Notre pays rentre cette semaine dans son troisième mois de débat et de conflit national au sujet de la réforme des retraites proposée par le gouvernement. Clairement, la semaine prochaine sera décisive quant à l’issue de ce conflit, le Sénat se prononçant sur cette réforme au plus tard le 12 Mars et le mouvement syndical jouant le mardi 7 Mars une de ses cartes majeures en appelant à une grève reconductible dans le pus grand nombre de secteurs d’activités.
Au tout début de la démarche gouvernementale, j’ai pris position en faveur de cette réforme (merci de lire ma chronique de début Décembre juste ici). Bien des choses ont bougé en 3 mois : l’âge légal de départ à la retraite envisagé est 64 ans et non plus 65 ans, des avancées ont été actées sur les carrières longues, etc.

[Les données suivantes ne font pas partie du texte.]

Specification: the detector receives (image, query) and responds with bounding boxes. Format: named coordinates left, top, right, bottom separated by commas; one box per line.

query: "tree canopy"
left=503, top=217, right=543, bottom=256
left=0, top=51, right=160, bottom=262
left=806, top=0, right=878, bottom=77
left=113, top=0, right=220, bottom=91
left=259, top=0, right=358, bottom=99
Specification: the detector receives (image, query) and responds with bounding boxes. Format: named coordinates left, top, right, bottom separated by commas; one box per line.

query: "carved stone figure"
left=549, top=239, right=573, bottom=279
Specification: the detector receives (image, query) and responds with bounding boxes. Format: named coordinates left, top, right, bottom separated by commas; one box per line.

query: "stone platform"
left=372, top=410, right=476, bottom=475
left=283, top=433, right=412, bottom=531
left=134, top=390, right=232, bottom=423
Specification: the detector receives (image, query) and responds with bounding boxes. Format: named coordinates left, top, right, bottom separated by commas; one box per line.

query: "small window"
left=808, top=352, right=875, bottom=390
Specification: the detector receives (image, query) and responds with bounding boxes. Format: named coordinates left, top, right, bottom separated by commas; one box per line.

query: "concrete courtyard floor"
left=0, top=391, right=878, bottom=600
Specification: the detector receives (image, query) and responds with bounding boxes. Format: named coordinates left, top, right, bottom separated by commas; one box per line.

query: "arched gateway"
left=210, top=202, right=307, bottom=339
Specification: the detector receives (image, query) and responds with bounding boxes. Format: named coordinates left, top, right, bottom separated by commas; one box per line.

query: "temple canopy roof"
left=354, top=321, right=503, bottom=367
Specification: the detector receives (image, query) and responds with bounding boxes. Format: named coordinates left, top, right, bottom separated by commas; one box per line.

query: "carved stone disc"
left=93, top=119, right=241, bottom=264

Je l’ai fait principalement autour de trois arguments :
1) L’état des finances publiques françaises (3100 milliards d’euros de dette) ne permet pas d’envisager une aide supplémentaire du budget de l’Etat par rapport à celle apportée actuellement au déficit du régime des retraites (30 milliards d’euros par an).
2) La plupart de nos pays voisins européens ont adopté des âges de départ légaux à la retraite de 65 ans et plus (l’Allemagne, 67 ans). Il y a donc un vrai risque de perte de compétitivité à être les seuls à rester à 62 ans.
3) Les retraites représentent en France 24% de la dépense publique totale obligatoire, beaucoup plus que chez nos voisins. Difficile de donner plus à certaines politiques publiques prioritaires en France (la Justice, par exemple) sans rééquilibrer notre répartition de la dépense publique.
Trois mois de débat national ont passé. Je reste favorable à cette réforme, même si j’en vois clairement les défauts (rigidité, uniformité, …) et les limites.
Mais aujourd’hui, je voudrais essayer de prendre de la distance par rapport au débat législatif et interroger le présupposé « philosophique » de la plupart (pas tous, …) des opposants à cette réforme. Il suffit de lire les banderoles (d’ailleurs percutantes) des manifestants : « Métro, boulot, caveau », « ils ne nous voleront pas deux ans de notre vie », pour y voir une opposition manichéenne entre le travail et la retraite. Je force, à peine, le trait en résumant : « le travail, c’est l’enfer, la mort ; la retraite, c’est le paradis, la vie » ...
« Le travail, c’est l’enfer, le bagne, la mort… » Je sais la dure part de vérité qu’il peut y avoir dans cette vision pour des millions de concitoyens ayant des fonctions usantes, sous-qualifiées et mal rémunérées.
Mais, « la retraite, c’est le paradis, la vie… » mes contacts permanents, notamment comme maire, avec nos concitoyens les plus modestes et les plus exposés à la dureté du travail, me font dire que c’est beaucoup plus complexe que cela. Je n’ai pas entendu beaucoup de voix fortes et raisonnables dans ce débat dire qu’il y a, à la retraite, des risques forts d’isolement social et de tout ce qui va avec : ennui, nostalgie… et qu’il nous faut aussi regarder lucidement ces réalités massives.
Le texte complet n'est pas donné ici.